Par un jugement n° 1713483 du 6 mai 2019, le tribunal administratif de Paris a rejeté leur demande.
Procédure devant la Cour :
Par un arrêt avant dire-droit du 10 juillet 2020, la Cour a, en application de l’article L. 600-5-1 du code de l’urbanisme, sursis à statuer sur les conclusions de la requête du syndicat de la copropriété du 110 rue du Faubourg Saint-Denis, de Mme S AC, de Mme AD A, de Mme X C, de Mme E R, de Mme H L, de M. G T, de M. Y N et de M. AE Q, jusqu’à l’expiration d’un délai de quatre mois à compter de la notification de cet arrêt pour permettre à la Ville de Paris ou à la société civile immobilière Ait Faubourg de produire à la Cour un permis de construire modificatif régularisant le vice dont est affecté le permis de construire litigieux, lequel permis modificatif devra, conformément aux dispositions précitées de l’article UG 7.1 du règlement du plan local d’urbanisme de Paris, conduire à ce que les pièces principales des appartements possédant des ouvertures sur les Deux courettes du pignon sud de l’immeuble du 110 rue du Faubourg Saint-Denis ne voient pas leurs conditions d’éclairage affectées au point de conduire à une obstruction significative de la lumière, tous droits, moyens et conclusions des parties étant réservés jusqu’en fin d’instance.
Par un mémoire en défense enregistré le 6 novembre 2020, la société civile immobilière Ait Faubourg a produit un arrêté du maire de Paris en date du 29 octobre 2020 lui accordant un permis de construire modificatif pour le projet en litige et conclut au rejet de la requête.
Elle fait valoir que ce permis de construire modificatif procède à la régularisation du permis de construire initial contesté.
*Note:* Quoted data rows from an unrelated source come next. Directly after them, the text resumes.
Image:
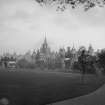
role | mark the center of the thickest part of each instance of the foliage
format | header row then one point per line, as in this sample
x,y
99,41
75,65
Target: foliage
x,y
62,4
101,59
Par des mémoires enregistrés le 22 février 2021 et le 1er juin 2021, les requérants déclarent persister dans leurs précédentes conclusions, et concluent en outre à l’annulation de l’arrêté du maire de Paris du 29 octobre 2019 et, à titre subsidiaire, à la désignation d’un expert en vue d’apprécier les conséquences de ce permis sur la situation de leur immeuble.
Ils soutiennent que :
— leurs conclusions sont recevables, le juge doit vérifier d’office que le permis de construire modificatif produit à la suite d’un sursis à statuer régularise le vice entachant le permis de construire initial ; lorsque le permis de construire modificatif n’est pas de nature à régulariser le vice affectant le permis initial, il appartient au juge administratif d’annuler le permis de construire et il doit, par suite, également annuler cette mesure de régularisation par voie de conséquence ;
— le permis de construire modificatif ne procède pas à la régularisation du permis de construire initial, dès lors projet modifié continue donc de porter une atteinte grave aux conditions d’éclairement des pièces principales des logements de la copropriété.
Par un mémoire en défense enregistré le 24 mars 2021, la Ville de Paris conclut au rejet de la requête.
Elle fait valoir que le permis de construire modificatif procède à la régularisation du permis de construire initial contesté.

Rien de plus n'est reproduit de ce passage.